How to Keep Your Kids Safe This Summer
Summer is long-anticipated in the eyes of children. And when it finally arrives, it is up to adults and caregivers to help do what they can to pave the way for a safe summer.
“Prevention and preparation are key,” says Corinne Sadecki-Lund, Trauma Coordinator in the Division of Pediatric Surgery. “You have to plan for safety; it can’t be taken for granted.” A fall is one of the leading causes for a child’s visit to the emergency room (ER). “We recently treated a patient for injuries sustained after falling from a pony during a ride at a summer carnival for instance,” says Sadecki-Lund. Another common reason children are seen in the ER is for bone fractures caused by falls from bicycles, skateboards, monkey bars, and trampolines.
So how can adults help their kids avoid injuries and accidents this summer?
- Awareness: Knowledge of your child and their surroundings will help prevent falls. For example, bikes should be properly sized to fit the child and skateboards should not be used by kids under 6, as they have not yet developed the necessary balance and dexterity. Also, it may seem helpful and fun, but do not let children ride on adult’s shoulders. The elevated height poses a high risk for a child to fall and experience a devastating head injury.
- Yard/Home Maintenance: Check your patio furniture to make sure the glass and tile hasn’t chipped or cracked. If you have a swing set, thoroughly inspect it for possible splinters, cracks in the wood, or rusted metal, and make sure the bolts are covered. It’s also helpful to set up a “safe swing zone” to ensure that those walking by will not collide with those swinging. Trampoline owners need to inspect for holes and worn out netting before allowing activity.
- Clothing: When the weather is warm it’s best to dress kids in light-colored, loose fitting clothing to prevent overheating. Sunscreen should be applied every two hours and hats/sunglasses are very useful in blocking harmful UV rays. Avoid bright, patterned clothing as it tends to attract bees and other insects.
- Swimming: Supervision is essential. Drowning accounts for more deaths among children ages 1 to 4 than any other cause besides birth defects. Most drowning cases occur with children who were not supposed to be near the water in the first place. You can start swim lessons for your child as early as six months and when at the beach with smaller children make sure they are within arm’s reach. At-home pools should be properly alarmed and fenced-in to avoid accidents. Floats and toys should not be left in the pool and the ladder should be flipped up or removed when not in use.
Other helpful reminders:
Hydrate! Before kids go out to play sports or participate in physical activities, make sure they drink water and also give them a bottle of water to consume during play. Taking breaks in the shade will also help kids stay hydrated and healthy in the summer heat.

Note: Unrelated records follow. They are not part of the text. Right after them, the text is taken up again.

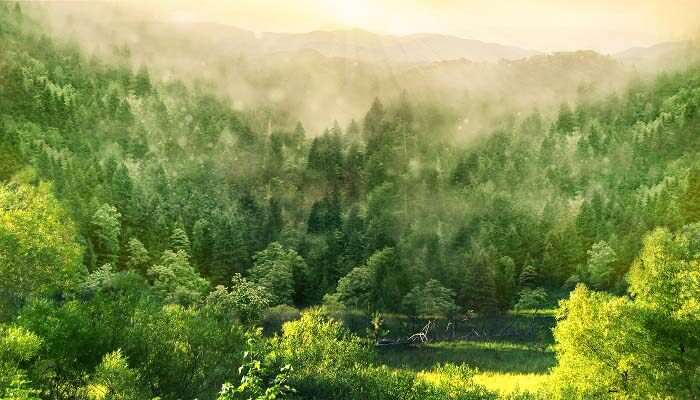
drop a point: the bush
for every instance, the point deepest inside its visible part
(274, 317)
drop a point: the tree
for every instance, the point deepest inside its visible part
(39, 251)
(244, 301)
(137, 255)
(528, 277)
(388, 280)
(278, 270)
(690, 198)
(531, 299)
(505, 283)
(478, 289)
(652, 350)
(373, 118)
(18, 347)
(113, 379)
(175, 281)
(599, 266)
(179, 241)
(565, 120)
(105, 234)
(430, 300)
(355, 288)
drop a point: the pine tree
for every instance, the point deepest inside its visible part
(690, 199)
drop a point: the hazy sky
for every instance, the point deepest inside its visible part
(546, 25)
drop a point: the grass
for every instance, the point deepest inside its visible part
(505, 383)
(501, 357)
(504, 367)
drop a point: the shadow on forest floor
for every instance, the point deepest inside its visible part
(501, 357)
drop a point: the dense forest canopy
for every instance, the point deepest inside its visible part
(147, 224)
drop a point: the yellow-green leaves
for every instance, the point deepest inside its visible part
(39, 253)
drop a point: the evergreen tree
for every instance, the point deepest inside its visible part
(105, 234)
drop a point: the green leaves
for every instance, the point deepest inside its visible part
(176, 281)
(39, 252)
(275, 269)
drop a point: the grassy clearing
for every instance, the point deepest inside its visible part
(496, 357)
(505, 383)
(504, 367)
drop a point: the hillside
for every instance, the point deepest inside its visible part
(149, 226)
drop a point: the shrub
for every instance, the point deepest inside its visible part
(274, 317)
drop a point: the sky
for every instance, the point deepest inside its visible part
(545, 25)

Sanitize! Bouncy houses are a summer staple for kids, but they are also a petri dish of germs. If renting one, go in ahead of the event with disinfecting wipes and fully wipe down the surfaces. When kids exit the bouncy house have them use hand sanitizer. Some other safety tips include: keeping the bouncy house away from sidewalks (the concrete is worse for a potential fall), make sure the inflatable is anchored down properly, and have kids jump by age group, as a collision involving varying sizes is a recipe for disaster.
“You can’t keep kids in a bubble,” says Sadecki-Lund. “So it’s best to plan ahead. Everyone thinks it’s not going to happen to them, but you have to be smart to have fun.” Simple precautions will make a big difference.